Certes la technologie peut également apporter des réponses aux situations de vulnérabilité. Le port d’un bracelet émetteur pourrait faciliter la localisation des personnes victimes d’un phénomène brutal. Le monitoring des installations sensibles peut être facilité par des outils de modélisation et d’information, comme le réseau de prévention des tsunamis dans la Pacifique. Mais les limites mêmes de la technologie interdisent de recommander une fuite en avant technologique ! Chaque solution devrait être conçue pour permettre une marche en mode dégradé. Et surtout chacun d’entre nous doit être capable de s’affranchir des outils sophistiqués qui envahissent mais aussi agrémentent notre quotidien pour retrouver en cas de besoin des gestes élémentaires de survie.

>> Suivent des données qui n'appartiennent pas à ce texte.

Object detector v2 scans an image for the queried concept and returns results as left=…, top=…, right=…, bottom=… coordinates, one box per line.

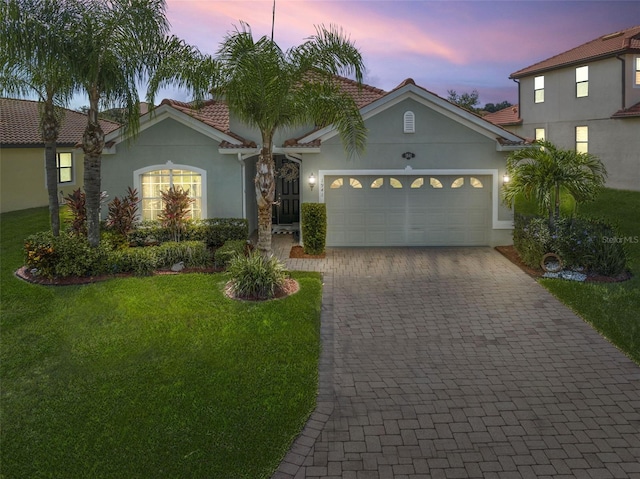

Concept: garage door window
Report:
left=451, top=177, right=464, bottom=188
left=411, top=178, right=424, bottom=188
left=430, top=178, right=443, bottom=188
left=390, top=178, right=403, bottom=188
left=470, top=177, right=484, bottom=188
left=330, top=178, right=343, bottom=189
left=350, top=178, right=363, bottom=188
left=371, top=178, right=384, bottom=188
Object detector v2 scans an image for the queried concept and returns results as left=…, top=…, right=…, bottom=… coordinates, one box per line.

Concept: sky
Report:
left=79, top=0, right=640, bottom=109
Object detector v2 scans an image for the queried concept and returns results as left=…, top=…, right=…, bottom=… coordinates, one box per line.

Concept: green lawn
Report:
left=517, top=188, right=640, bottom=364
left=1, top=208, right=323, bottom=478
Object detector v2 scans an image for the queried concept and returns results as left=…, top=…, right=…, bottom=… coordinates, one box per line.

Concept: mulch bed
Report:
left=495, top=245, right=632, bottom=283
left=289, top=245, right=326, bottom=259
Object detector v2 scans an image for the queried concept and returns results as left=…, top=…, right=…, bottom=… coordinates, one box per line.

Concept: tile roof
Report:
left=330, top=74, right=387, bottom=109
left=0, top=97, right=120, bottom=147
left=611, top=101, right=640, bottom=118
left=483, top=105, right=522, bottom=126
left=511, top=25, right=640, bottom=78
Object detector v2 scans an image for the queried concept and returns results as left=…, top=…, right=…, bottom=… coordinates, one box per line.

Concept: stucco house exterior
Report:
left=0, top=98, right=119, bottom=213
left=503, top=25, right=640, bottom=191
left=102, top=77, right=525, bottom=247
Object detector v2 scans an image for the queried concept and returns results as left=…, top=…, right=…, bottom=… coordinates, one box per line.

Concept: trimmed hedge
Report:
left=128, top=218, right=248, bottom=248
left=301, top=203, right=327, bottom=255
left=214, top=240, right=247, bottom=268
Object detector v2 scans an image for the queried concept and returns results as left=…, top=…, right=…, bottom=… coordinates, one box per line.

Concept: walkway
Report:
left=271, top=236, right=640, bottom=478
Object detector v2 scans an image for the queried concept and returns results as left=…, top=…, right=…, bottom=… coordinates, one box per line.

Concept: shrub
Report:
left=106, top=187, right=139, bottom=239
left=227, top=251, right=288, bottom=300
left=214, top=239, right=247, bottom=268
left=155, top=241, right=211, bottom=268
left=301, top=203, right=327, bottom=255
left=197, top=218, right=249, bottom=248
left=513, top=215, right=551, bottom=268
left=128, top=218, right=248, bottom=248
left=24, top=231, right=111, bottom=278
left=24, top=231, right=57, bottom=277
left=158, top=187, right=194, bottom=242
left=63, top=188, right=87, bottom=237
left=109, top=247, right=159, bottom=276
left=513, top=214, right=628, bottom=275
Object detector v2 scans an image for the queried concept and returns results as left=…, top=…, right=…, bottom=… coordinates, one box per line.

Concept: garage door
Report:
left=325, top=175, right=491, bottom=246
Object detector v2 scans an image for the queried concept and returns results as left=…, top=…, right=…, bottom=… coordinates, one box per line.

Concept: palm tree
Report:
left=1, top=0, right=78, bottom=236
left=69, top=0, right=213, bottom=247
left=213, top=23, right=367, bottom=256
left=502, top=140, right=607, bottom=227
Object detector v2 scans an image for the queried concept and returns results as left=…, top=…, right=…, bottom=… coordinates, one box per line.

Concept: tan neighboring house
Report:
left=0, top=98, right=120, bottom=213
left=488, top=25, right=640, bottom=191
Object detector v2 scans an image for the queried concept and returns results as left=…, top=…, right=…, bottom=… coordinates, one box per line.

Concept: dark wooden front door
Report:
left=272, top=156, right=300, bottom=224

Bien évidemment, l’accroissement de notre exposition collective aux risques doit conduire à repenser beaucoup de nos modes de fonctionnement, consommateurs d’énergie, générateurs de dépendances croisées. Mais ce projet est complexe, peu vendeur politiquement. Il n’empêche que pour éviter ces trop fréquentes surprises dues à l’arrogance, à l’insouciance et à l’impréparation, nous devons instiller dans chacun de nos actes, plus d’humilité, plus de solidarité, plus de prévoyance et de réflexion à long terme. Sans dramatisation de la vie sociale, sans rejet de la technicité de notre époque, c’est construire une base de réflexions collectives porteuses de sens et d’opportunités d’innovations utiles à la communauté.